# Why are horror movies cheap to make?



## Kejero (Nov 19, 2016)

It's commonly known in the industry that horror movies are a good investment: they're cheap to make and almost always have favorable to extremely high ROI's.

But why? Why are horror movies cheaper to make than other movies? I can't wrap my head around it. The process of making a horror movie isn't significantly different from making any other movie, is it? And there are high and low budget movies in every genre. So what makes horror movies so special?

The only explanation I can come up with is that it's not so much about the fact that they're cheap to make -- other indie movies are made on tight budgets all the time too, yet they're largely considered a gamble -- but that the horror movie audience is the only audience willing to accept low production values. The majority of horror movies are pretty bad movies, but somehow the audience willing to pay for them is easily large enough to ensure profits. That seems like such a simple explanation though that I'm not sure if it's the whole answer.

Just a question I somehow woke up with this morning...


----------



## Mike Fox (Nov 19, 2016)

If horror movies are cheap to make, Im assuming its because they hire no name actors, makeup fx can be really inexpensive, and overall quality is poor. Btw, Ive known directors that have maxed out credit cards and have taken out large loans to make their horror movies, so they may not be as cheap as one might think.


----------



## JonFairhurst (Nov 19, 2016)

It's not that they're cheaper than dramas. It's that the cost is similar to a drama, yet the genre can put butts in seats. Yes, you can put butts in seats for a drama, but only if you pay Meryl Streep levels of money for household-name stars.


----------



## procreative (Nov 23, 2016)

Depends what you call horror movies, if you mean the "found footage" type no wonder as they get away with using cheap cameras as its supposed to look "found"... plus the scripts are usually dull and the acting mahogany.

I mean why has there been more than one Paranormal Activity, theres only 5 mins in each one worth watching.


----------



## JonFairhurst (Nov 23, 2016)

The cheap camera thing isn't an issue anymore. For the longest time one needed film to get a Super35 capture area. (Film processing costs a bomb.) Digital became viable just over a decade ago. In 2008, Canon released the 5D Mark II, which delivered full frame shooting for ~$2,500. Today there are many sub-$5,000 cams that are quite good and sub-$15k cams that are truly great. As far as feature film budgets go, this is a drop in the bucket.

Also, the current cameras are so sensitive, that they don't need large lighting setups. Technically, it's cheaper than ever to shoot a feature. It's the people and time that are costly. And legal/marketing/distribution...


----------



## choc0thrax (Nov 24, 2016)

I think they have a great ROI for a combination of reasons: 

1. You don't need big name actors, or you get one name actor that has international value and surround them with cheaper actors. The concept and villain are generally the stars of horror films. 
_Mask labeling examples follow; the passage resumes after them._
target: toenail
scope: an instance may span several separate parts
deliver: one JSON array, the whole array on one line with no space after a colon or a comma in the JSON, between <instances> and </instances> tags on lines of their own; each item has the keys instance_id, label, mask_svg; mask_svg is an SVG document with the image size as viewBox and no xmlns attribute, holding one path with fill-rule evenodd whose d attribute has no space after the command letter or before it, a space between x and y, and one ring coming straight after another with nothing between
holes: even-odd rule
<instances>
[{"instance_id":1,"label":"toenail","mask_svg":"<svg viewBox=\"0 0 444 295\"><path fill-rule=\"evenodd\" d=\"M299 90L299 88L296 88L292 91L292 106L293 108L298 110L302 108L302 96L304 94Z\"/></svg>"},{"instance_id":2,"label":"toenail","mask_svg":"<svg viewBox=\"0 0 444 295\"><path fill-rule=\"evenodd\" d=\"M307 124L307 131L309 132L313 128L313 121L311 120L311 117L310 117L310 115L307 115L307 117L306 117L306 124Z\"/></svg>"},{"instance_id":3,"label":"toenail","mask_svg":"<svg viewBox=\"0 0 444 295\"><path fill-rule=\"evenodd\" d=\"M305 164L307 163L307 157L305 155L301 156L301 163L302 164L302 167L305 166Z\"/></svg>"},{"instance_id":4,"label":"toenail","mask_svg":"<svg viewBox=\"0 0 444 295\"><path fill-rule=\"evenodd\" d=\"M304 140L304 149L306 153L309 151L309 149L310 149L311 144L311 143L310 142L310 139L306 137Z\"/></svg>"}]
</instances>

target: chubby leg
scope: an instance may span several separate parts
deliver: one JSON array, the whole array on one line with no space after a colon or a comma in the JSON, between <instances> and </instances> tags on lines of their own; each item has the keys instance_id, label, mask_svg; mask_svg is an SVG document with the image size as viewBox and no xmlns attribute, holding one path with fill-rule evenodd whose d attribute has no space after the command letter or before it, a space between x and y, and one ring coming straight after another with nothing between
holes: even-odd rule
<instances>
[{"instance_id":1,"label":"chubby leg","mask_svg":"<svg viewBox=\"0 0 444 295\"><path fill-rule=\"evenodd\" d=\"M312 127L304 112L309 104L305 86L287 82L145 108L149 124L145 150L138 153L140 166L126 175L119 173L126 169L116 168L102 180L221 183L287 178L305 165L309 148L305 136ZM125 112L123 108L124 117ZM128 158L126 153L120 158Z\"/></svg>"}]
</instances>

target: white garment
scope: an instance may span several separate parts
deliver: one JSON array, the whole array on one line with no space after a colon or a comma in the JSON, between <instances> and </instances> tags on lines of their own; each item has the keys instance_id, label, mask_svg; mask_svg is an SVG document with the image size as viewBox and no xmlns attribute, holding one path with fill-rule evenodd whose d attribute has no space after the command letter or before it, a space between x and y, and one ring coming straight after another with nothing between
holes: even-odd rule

2. It's a genre that can be sold internationally. Horror films are very visual and it doesn't matter where in the world you are you're going to know what's happening when the masked killer guts the family dog. They sell a lot better than some talky mumblecore dramedy where the protagonist melodramatically submerges themselves at the bottom of a pool to drown out their white people problems.

3. It's a genre that typically requires few locations. The nature of horror films lend themselves to a contained story setting.

4. They are often purposely written to be as cheap as possible by writers trying to break in. You have a much higher chance of selling a script if it can be pulled off for under 5mil because there are many more potential buyers in that range. If you write a 100mil action spec you better hope Warner Bros. or their equivalent are digging your idea.


----------